We present results of a study of neutrino oscillation based on a 766 ton/year exposure of KamLAND to reactor antineutrinos. We observe 258 ${\overline{\nu }}_e$ candidate events with energies above 3.4 MeV compared to $365.2\pm 23.7$ events expected in the absence of neutrino oscillation. Accounting for $17.8\pm 7.3$ expected background events, the statistical significance for reactor ${\overline{\nu }}_e$ disappearance is 99.998%. The observed energy spectrum disagrees with the expected spectral shape in the absence of neutrino oscillation at 99.6% significance and prefers the distortion expected from ${\overline{\nu }}_e$ oscillation effects. A two-neutrino oscillation analysis of the KamLAND data gives $\Delta m^2={7.9}_{-0.5}^{+0.6}\times {10}^{-5}{\mathrm{e}\mathrm{V}}^2$. A global analysis of data from KamLAND and solar-neutrino experiments yields $\Delta m^2={7.9}_{-0.5}^{+0.6}\times {10}^{-5}{\mathrm{e}\mathrm{V}}^2$ and ${tan}^2\theta ={0.40}_{-0.07}^{+0.10}$, the most precise determination to date.

Figure 1

(a) Estimated time variation of the reactor ${\overline{\nu }}_e$ flux at KamLAND assuming no antineutrino oscillation. (b) Observed ${\overline{\nu }}_e$ event rate versus no-oscillation reactor ${\overline{\nu }}_e$ flux. Data points correspond to intervals of approximately equal ${\overline{\nu }}_e$ flux. The dashed line is a fit; the 90% C.L. is shown in gray. The solid line is a fit constrained to the expected background. The reactor distance distribution for ${\overline{\nu }}_e$ events in the absence of oscillations is shown in the inset.

Figure 2

(a) The correlation between the prompt and delayed event energies after cuts.
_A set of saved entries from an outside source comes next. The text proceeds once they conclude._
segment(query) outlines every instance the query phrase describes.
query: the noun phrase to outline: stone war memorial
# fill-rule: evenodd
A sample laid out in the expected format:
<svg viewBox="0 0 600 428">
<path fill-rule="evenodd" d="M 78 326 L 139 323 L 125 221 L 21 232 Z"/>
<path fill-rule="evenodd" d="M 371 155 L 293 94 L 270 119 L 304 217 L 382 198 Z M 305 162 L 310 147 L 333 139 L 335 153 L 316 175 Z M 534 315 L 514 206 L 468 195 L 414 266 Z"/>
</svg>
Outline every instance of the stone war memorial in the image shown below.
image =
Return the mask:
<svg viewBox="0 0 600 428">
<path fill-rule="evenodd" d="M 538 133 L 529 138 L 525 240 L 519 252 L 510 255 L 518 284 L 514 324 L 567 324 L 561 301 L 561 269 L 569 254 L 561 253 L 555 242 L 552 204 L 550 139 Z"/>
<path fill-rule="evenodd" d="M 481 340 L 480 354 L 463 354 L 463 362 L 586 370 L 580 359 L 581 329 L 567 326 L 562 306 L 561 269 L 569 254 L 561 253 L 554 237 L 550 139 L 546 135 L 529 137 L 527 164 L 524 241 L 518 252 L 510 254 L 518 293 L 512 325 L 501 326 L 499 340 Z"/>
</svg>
The three events with $E_{\mathrm{d}\mathrm{e}\mathrm{l}\mathrm{a}\mathrm{y}\mathrm{e}\mathrm{d}}\sim 5\mathrm{M}\mathrm{e}\mathrm{V}$ are consistent with neutron capture on carbon. (b) Prompt event energy spectrum of ${\overline{\nu }}_e$ candidate events with associated background spectra. The shaded band indicates the systematic error in the best-fit reactor spectrum above 2.6 MeV. The first bin in the accidentals histogram contains $\sim 113$ events.

Figure 3

Ratio of the observed ${\overline{\nu }}_e$ spectrum to the expectation for no-oscillation versus $L_0/E$. The curves show the expectation for the best-fit oscillation, best-fit decay, and best-fit decoherence models taking into account the individual time-dependent flux variations of all reactors and detector effects. The data points and models are plotted with $L_0=180\mathrm{k}\mathrm{m}$, as if all antineutrinos detected in KamLAND were due to a single reactor at this distance.

Figure 4

(a) Neutrino oscillation parameter allowed region from KamLAND antineutrino data (shaded regions) and solar-neutrino experiments (lines) [13]. (b) Result of a combined two-neutrino oscillation analysis of KamLAND and observed solar-neutrino fluxes under the assumption of CPT invariance. The fit gives $\Delta m^2={7.9}_{-0.5}^{+0.6}\times {10}^{-5}{\mathrm{e}\mathrm{V}}^2$ and ${tan}^2\theta ={0.40}_{-0.07}^{+0.10}$ including the allowed 1-sigma parameter range.